A common mistake is to confuse speech recognition with voice recognition. The two are different, though somewhat overlapping, technological areas. In voice recognition, the emphasis is to identify the speaker based on the properties of their speech, whereas in speech recognition, the objective is to understand what the user is saying, and interpret that as content or commands.
In the case of SpeechToDoc Pro, for example, the statement “Select last sentence” is interpreted as a command applies highlighting to the last sentence. However, the statement “Let’s go to the beach” will print the worlds literally.
Cortana, Siri and Google Alexa are well-known examples of Speech Recognition assistants. A user can use chatty, conversational language to instruct a computer, tablet, or smartphone to execute a series of tasks, that without Speech Recognition, might have involved an inconvenient set of steps.
For example, with Speech Recognition, a user can speak into their Android phone, “Hey Alexa, please find me the best Chinese restaurant within 4 miles”. This is more convenient than using the screen as an interface, where the request would have involved several finger gestures and typing.
Many Speech Recognition systems improve with training. Speech Recognition training is also called “enrollment”. As speakers read text into the system, the system analyzes pronounciation styles and syntactical patterns, and becomes more accurate as it gains experience. Systems that use training are called “speaker dependent” systems. Systems that do not use training, are called “speaker independent” systems.

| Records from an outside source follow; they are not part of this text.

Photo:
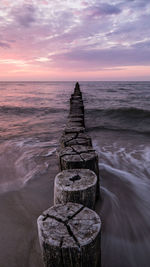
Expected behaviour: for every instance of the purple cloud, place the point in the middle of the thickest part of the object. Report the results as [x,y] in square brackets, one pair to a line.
[101,10]
[24,15]
[102,58]
[4,45]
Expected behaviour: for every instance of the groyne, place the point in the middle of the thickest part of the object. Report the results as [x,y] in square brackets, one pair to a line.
[70,231]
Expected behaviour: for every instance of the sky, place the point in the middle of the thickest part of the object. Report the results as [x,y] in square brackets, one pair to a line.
[47,40]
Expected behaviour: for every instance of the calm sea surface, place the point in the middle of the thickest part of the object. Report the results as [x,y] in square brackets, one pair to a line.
[32,117]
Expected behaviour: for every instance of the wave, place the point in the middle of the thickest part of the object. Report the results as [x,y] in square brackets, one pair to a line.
[125,119]
[28,110]
[133,112]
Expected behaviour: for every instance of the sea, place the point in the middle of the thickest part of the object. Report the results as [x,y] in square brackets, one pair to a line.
[117,117]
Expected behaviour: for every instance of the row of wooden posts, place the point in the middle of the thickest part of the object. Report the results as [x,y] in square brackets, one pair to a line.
[70,231]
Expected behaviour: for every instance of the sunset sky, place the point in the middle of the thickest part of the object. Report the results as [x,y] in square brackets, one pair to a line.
[74,40]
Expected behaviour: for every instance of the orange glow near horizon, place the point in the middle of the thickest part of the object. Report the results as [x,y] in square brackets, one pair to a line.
[67,40]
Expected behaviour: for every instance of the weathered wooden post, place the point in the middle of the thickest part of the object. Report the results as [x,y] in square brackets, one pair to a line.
[79,157]
[69,232]
[76,185]
[70,236]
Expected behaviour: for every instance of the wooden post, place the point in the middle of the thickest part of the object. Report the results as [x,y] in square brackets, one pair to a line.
[80,157]
[75,139]
[70,236]
[77,185]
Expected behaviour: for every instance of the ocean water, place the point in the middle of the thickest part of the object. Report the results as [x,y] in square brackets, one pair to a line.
[117,115]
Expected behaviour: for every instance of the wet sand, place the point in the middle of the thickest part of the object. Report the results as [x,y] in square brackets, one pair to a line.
[19,210]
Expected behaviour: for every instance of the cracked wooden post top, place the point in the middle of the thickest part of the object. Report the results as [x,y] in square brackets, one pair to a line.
[76,185]
[77,89]
[75,139]
[69,236]
[74,129]
[79,157]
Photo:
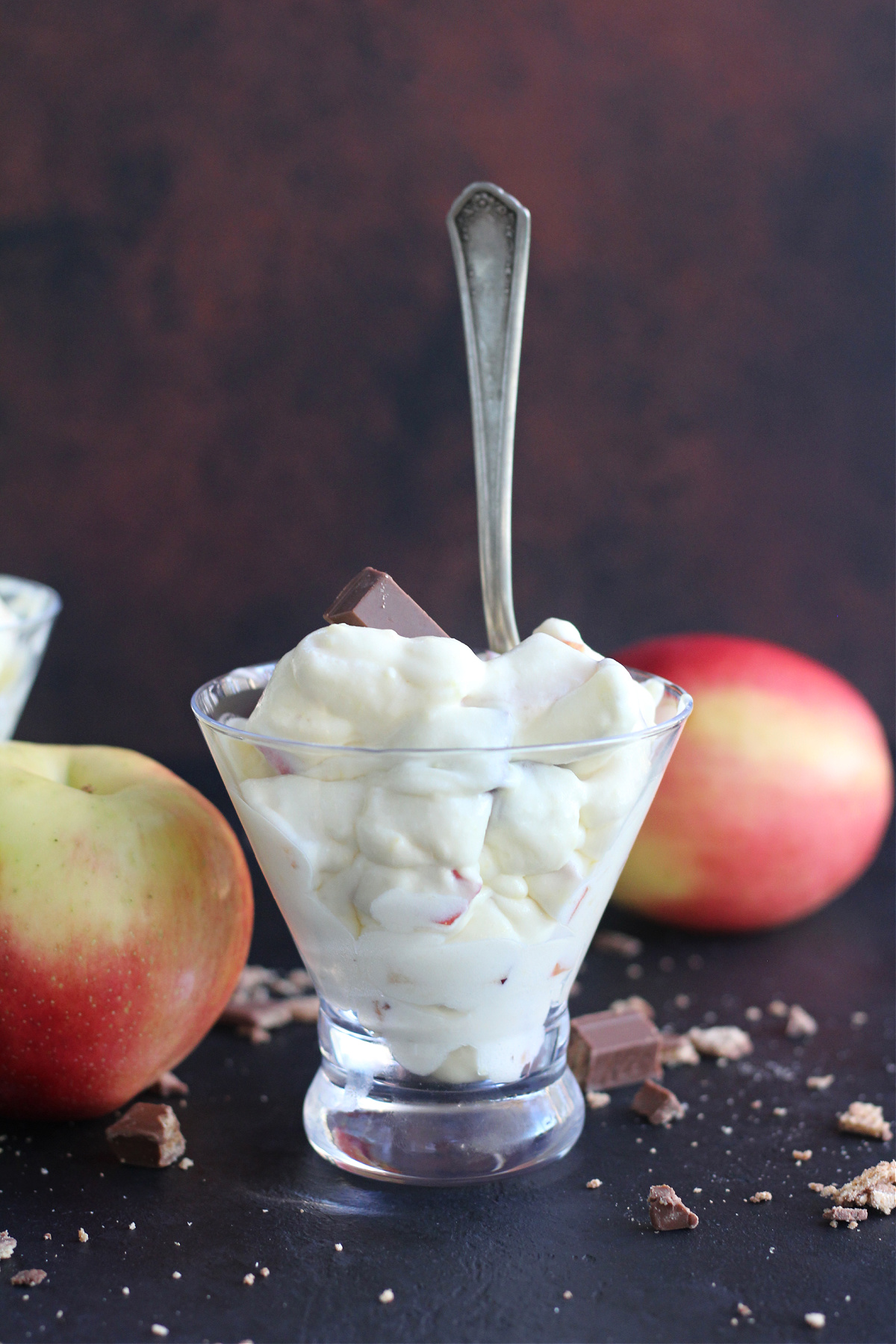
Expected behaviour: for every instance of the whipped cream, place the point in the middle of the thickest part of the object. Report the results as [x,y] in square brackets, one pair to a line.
[444,898]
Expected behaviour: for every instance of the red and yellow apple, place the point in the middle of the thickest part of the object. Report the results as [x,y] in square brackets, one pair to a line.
[778,793]
[125,917]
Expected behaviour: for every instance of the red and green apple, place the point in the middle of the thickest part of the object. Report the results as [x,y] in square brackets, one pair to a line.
[777,797]
[125,918]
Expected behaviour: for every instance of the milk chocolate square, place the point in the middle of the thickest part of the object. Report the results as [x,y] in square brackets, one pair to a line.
[613,1048]
[375,600]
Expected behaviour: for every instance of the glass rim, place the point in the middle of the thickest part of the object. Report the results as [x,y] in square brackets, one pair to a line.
[50,612]
[262,739]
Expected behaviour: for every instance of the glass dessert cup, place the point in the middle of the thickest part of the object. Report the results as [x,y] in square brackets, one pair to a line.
[22,643]
[442,977]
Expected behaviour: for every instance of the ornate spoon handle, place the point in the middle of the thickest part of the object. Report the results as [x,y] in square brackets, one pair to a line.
[489,233]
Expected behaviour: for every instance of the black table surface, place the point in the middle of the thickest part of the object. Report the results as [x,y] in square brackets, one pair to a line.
[494,1261]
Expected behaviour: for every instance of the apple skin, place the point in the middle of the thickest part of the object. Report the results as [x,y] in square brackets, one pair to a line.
[778,793]
[125,918]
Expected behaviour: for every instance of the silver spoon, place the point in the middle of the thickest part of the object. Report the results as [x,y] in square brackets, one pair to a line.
[489,233]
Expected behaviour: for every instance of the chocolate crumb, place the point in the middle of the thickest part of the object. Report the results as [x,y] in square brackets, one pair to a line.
[28,1277]
[845,1216]
[657,1104]
[147,1135]
[862,1117]
[800,1023]
[667,1211]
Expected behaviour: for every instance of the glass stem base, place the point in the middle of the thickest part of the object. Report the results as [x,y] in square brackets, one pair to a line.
[452,1137]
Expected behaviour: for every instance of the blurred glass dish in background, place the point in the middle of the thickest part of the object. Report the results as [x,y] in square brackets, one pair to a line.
[27,612]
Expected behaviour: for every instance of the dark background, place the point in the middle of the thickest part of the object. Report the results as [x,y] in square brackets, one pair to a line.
[231,364]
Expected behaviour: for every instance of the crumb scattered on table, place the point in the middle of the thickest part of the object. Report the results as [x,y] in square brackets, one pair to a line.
[657,1104]
[862,1117]
[668,1214]
[28,1277]
[872,1189]
[722,1042]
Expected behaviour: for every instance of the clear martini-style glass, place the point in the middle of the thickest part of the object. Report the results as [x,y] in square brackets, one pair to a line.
[442,1055]
[23,638]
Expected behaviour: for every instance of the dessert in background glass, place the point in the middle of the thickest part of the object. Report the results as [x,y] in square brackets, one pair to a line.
[442,866]
[27,612]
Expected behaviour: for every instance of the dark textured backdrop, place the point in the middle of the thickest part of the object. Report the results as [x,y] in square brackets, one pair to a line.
[231,364]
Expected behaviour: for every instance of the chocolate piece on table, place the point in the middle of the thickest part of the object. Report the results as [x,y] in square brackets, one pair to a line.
[657,1104]
[610,1050]
[667,1211]
[28,1277]
[375,600]
[147,1136]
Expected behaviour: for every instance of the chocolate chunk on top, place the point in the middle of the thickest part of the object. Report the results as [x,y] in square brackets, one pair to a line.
[657,1104]
[375,600]
[667,1211]
[610,1050]
[147,1136]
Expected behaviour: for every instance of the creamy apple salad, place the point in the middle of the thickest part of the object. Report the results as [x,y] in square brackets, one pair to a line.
[448,839]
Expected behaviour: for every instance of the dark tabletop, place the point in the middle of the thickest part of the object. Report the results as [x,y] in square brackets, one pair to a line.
[494,1263]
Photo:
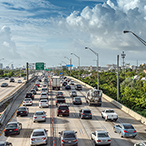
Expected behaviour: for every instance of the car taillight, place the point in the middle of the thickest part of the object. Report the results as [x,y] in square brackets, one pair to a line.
[15,129]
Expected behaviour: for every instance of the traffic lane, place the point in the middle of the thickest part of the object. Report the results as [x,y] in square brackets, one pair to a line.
[28,125]
[97,123]
[70,123]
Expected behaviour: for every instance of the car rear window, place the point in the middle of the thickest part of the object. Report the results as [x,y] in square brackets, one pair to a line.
[39,133]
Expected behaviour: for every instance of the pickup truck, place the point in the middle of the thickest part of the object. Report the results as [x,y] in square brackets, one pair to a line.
[109,114]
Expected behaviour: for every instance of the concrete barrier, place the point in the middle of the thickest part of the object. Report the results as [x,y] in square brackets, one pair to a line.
[116,103]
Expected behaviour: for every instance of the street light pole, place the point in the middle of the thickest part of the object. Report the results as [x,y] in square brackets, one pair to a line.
[78,62]
[97,65]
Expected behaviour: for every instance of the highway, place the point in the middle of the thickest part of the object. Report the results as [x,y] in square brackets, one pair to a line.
[84,127]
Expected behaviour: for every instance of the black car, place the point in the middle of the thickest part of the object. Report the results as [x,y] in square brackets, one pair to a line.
[4,84]
[5,143]
[78,87]
[13,128]
[68,138]
[29,95]
[67,87]
[22,111]
[12,80]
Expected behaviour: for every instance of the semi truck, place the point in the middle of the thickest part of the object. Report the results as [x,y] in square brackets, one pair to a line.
[94,96]
[56,82]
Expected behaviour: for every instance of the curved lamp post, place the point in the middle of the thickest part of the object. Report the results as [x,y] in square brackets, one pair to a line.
[78,62]
[97,65]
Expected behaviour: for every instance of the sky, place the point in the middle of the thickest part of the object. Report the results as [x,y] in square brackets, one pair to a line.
[48,30]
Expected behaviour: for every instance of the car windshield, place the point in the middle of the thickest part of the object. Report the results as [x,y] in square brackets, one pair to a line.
[69,135]
[103,135]
[38,133]
[11,125]
[128,127]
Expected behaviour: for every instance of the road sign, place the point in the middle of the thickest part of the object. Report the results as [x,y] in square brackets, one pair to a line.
[69,65]
[39,66]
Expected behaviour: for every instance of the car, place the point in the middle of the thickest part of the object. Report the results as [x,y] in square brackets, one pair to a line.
[59,94]
[22,111]
[101,138]
[44,95]
[78,87]
[77,100]
[43,103]
[39,116]
[5,143]
[19,81]
[85,114]
[73,94]
[125,130]
[27,101]
[33,91]
[12,80]
[140,144]
[45,89]
[71,82]
[38,137]
[29,95]
[35,87]
[12,128]
[6,78]
[60,101]
[63,110]
[68,138]
[67,87]
[4,85]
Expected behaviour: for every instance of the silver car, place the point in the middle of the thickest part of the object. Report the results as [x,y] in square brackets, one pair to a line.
[43,103]
[39,116]
[38,137]
[101,138]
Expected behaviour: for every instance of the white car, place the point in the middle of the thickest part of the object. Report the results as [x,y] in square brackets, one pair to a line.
[27,101]
[39,116]
[43,103]
[109,114]
[38,137]
[101,138]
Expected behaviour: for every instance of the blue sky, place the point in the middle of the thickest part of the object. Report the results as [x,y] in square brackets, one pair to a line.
[47,30]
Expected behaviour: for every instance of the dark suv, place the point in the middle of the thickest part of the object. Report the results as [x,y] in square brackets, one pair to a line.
[63,110]
[29,95]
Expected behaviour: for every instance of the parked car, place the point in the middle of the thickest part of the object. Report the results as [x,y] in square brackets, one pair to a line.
[27,101]
[63,110]
[78,87]
[109,114]
[29,95]
[101,138]
[38,137]
[12,128]
[85,113]
[39,116]
[67,87]
[140,144]
[125,130]
[68,138]
[22,111]
[73,93]
[77,100]
[43,103]
[12,80]
[5,143]
[60,101]
[4,85]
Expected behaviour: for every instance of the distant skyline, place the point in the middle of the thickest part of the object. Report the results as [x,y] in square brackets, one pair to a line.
[47,30]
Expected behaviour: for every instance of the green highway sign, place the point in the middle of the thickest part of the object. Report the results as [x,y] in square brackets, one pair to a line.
[39,66]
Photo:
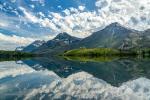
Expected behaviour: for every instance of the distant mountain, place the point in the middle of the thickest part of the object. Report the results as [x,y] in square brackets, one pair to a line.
[36,44]
[112,36]
[59,43]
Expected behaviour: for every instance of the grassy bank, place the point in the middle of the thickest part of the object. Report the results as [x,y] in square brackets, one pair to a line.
[96,52]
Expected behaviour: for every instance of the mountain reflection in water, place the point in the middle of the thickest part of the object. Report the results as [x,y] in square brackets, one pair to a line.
[53,78]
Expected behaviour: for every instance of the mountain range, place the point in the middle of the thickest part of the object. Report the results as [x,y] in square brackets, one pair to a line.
[112,36]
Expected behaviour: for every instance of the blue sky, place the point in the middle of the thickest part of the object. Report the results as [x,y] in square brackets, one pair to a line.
[24,21]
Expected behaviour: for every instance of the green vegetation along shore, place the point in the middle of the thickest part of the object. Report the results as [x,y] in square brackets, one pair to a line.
[8,55]
[96,52]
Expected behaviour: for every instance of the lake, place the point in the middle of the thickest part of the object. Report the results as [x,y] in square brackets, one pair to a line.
[64,78]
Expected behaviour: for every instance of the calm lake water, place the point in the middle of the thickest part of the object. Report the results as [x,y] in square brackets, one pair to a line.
[57,78]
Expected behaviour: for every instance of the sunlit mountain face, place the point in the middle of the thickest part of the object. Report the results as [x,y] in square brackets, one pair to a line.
[24,21]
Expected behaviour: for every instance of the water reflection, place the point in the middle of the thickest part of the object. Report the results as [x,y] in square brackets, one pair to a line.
[53,78]
[114,72]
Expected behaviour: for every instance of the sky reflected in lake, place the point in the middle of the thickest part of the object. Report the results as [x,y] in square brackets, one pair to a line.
[57,78]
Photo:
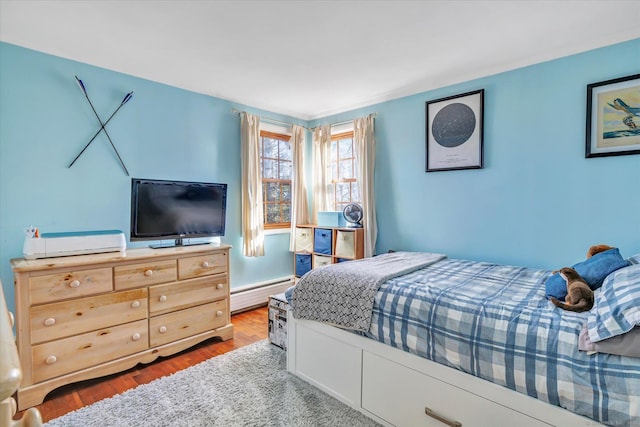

From a history perspective, Speech Recognition has benefited enormously from successive waves of major innovations. Most recently, it has benefited from Deep Learning Networks, and Big Data.
Among the biggest players in the Speech Recognition industry include Google, Microsoft, IBM, Apple, Amazon, Baidu, Nuance, Ifly Tek and more. Many of which have publicized the core technology in their speech recognition systems as being based on deep learning.
Frequently Asked Questions:
Speech recognition is used to convert spoken words into their text equivalent. If they are voice commands, speech recognition executes the voice commands. Voice recognition is a biometric technology used to identify a particular individual’s voice or for speaker identification.
Speech recognition is a technology. It allows a user to interact with a computer system in natural conversational voice mode, in other words, by speaking to the machine just as you would speak to another person. Applications include data entry, menu navigation, document creation, and telephone dialing.
The algorithms used in speech recognition include PLP features, Viterbi search, deep neural networks, discrimination training, WFST framework, etc. You can keep track of Google’s latest developments in speech recognition technology, by frequently checking their recent publications on speech.